Le Parlement bruxellois approuve le principe de l‘’ agent of change »
La Commission Urbanisme du Parlement bruxellois a donné son feu vert aujourd'hui au principe de ‘ l'agent of change ’, une modification du Code bruxellois de l'urbanisme et de la Région flamande qui profitera surtout à la vie nocturne. Selon ce principe, ceux qui viennent s'installer à proximité d'une discothèque ou d'une salle de concert existante devront prendre eux-mêmes des mesures pour en limiter les nuisances sonores. “ De cette façon, nous évitons qu'un nouvel voisin ne puisse faire fermer un établissement comme le Fuse à l'avenir ”, déclare Pascal Smet, chef de groupe pour Vooruit.brussels, qui a déposé la proposition avec Anne-Charlotte d’Ursel (MR). La proposition sera désormais discutée lors de la séance plénière du 22 mai.

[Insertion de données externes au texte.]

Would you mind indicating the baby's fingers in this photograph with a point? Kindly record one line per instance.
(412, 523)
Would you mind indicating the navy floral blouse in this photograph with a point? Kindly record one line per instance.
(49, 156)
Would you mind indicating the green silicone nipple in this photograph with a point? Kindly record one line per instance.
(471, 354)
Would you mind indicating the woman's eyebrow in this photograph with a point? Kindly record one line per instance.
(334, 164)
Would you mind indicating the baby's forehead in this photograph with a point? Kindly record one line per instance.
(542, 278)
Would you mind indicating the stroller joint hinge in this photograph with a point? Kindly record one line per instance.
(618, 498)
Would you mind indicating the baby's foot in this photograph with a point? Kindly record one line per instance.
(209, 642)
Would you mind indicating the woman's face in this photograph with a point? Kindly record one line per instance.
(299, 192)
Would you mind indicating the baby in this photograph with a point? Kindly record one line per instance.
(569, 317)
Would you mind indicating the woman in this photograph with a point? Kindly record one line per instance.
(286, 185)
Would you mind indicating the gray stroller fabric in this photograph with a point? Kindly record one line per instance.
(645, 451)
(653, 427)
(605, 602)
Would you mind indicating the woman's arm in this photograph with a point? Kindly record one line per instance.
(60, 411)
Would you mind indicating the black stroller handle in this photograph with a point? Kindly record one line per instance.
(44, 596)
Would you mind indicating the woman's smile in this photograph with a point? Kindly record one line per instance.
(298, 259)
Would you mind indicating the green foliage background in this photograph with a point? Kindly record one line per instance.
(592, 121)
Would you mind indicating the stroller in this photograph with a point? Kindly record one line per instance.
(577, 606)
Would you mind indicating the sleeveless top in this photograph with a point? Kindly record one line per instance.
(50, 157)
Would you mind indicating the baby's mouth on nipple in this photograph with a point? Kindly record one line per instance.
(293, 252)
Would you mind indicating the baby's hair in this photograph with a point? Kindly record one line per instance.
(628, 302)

La vie nocturne bruxelloise est sous pression depuis longtemps, avec la fermeture récente de discothèques renommées comme Spirito et La Cabane. Les propriétaires de clubs avaient déjà tiré la sonnette d'alarme, craignant une disparition quasi totale de la scène clubbing bruxelloise si des mesures ne sont pas prises rapidement. Il y a eu aussi l'histoire de Fuse, l'une des discothèques bruxelloises les plus connues, qui a dû fermer pendant un certain temps suite à des plaintes pour nuisances sonores. Celles-ci émanaient d'un nouveau voisin.

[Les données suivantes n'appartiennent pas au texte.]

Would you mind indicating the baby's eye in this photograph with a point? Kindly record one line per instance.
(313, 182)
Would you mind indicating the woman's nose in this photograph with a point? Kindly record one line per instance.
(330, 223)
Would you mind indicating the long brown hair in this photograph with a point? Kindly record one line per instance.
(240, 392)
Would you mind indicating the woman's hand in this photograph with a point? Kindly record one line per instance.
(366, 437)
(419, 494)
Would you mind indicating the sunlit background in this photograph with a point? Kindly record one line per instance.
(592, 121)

“À l'avenir, cela ne pourra donc plus se produire”, déclare Pascal Smet, chef de groupe Vooruit.brussels au Parlement bruxellois et initiateur de la proposition. “C'est une étape importante dans la protection de la vie nocturne dans la capitale. Elle fait partie de l'ADN bruxellois et confère à notre ville une attraction et un rayonnement nationaux et internationaux. Il n'est pas possible que quelqu'un qui emménage à côté d'une discothèque qui y est établie depuis 30 ans puisse ensuite la faire fermer pour nuisances sonores. C'est le monde à l'envers.”
Une question de bonne gouvernance
C'est pourquoi Smet, avec Anne-Charlotte d’Ursel (MR), a déposé une proposition d’ordonnance. L’intention était d'intégrer le principe de ‘ l'agent of change ’ dans le Code bruxellois d'Aménagement du Territoire et dans le Code du Logement bruxellois.

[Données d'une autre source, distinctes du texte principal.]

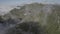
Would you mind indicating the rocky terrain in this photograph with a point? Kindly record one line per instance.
(46, 15)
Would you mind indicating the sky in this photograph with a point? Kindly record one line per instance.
(6, 5)
(14, 2)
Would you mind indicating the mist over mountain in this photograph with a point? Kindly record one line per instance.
(34, 18)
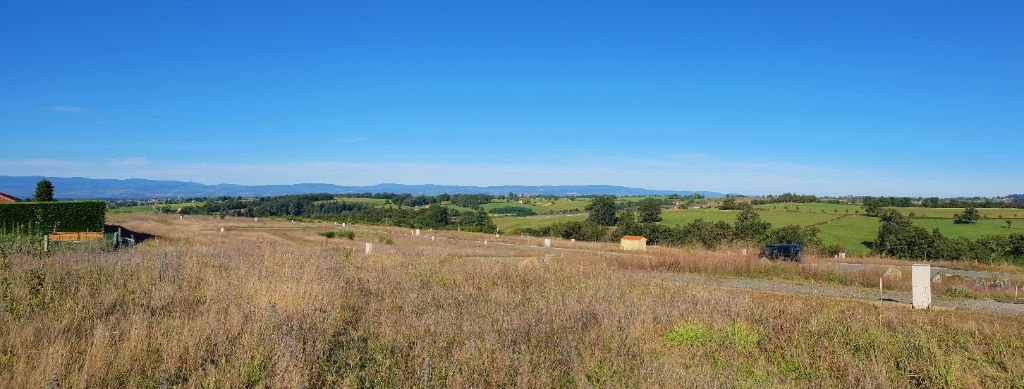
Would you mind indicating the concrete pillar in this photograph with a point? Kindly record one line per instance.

“Le principe est simple,” dit zegt de fractieleider van Vooruit, “ Celui qui provoque le changement assume la responsabilité. Si vous venez vivre à côté d'un club existant, vous devez prendre des mesures contre les nuisances sonores. Mais la même chose s'applique dans le sens inverse : une nouvelle boîte de nuit doit respecter ses voisins et veiller à ce qu'ils ne subissent aucune gêne de leurs activités. C'est la logique même et une question de bonne gouvernance. ”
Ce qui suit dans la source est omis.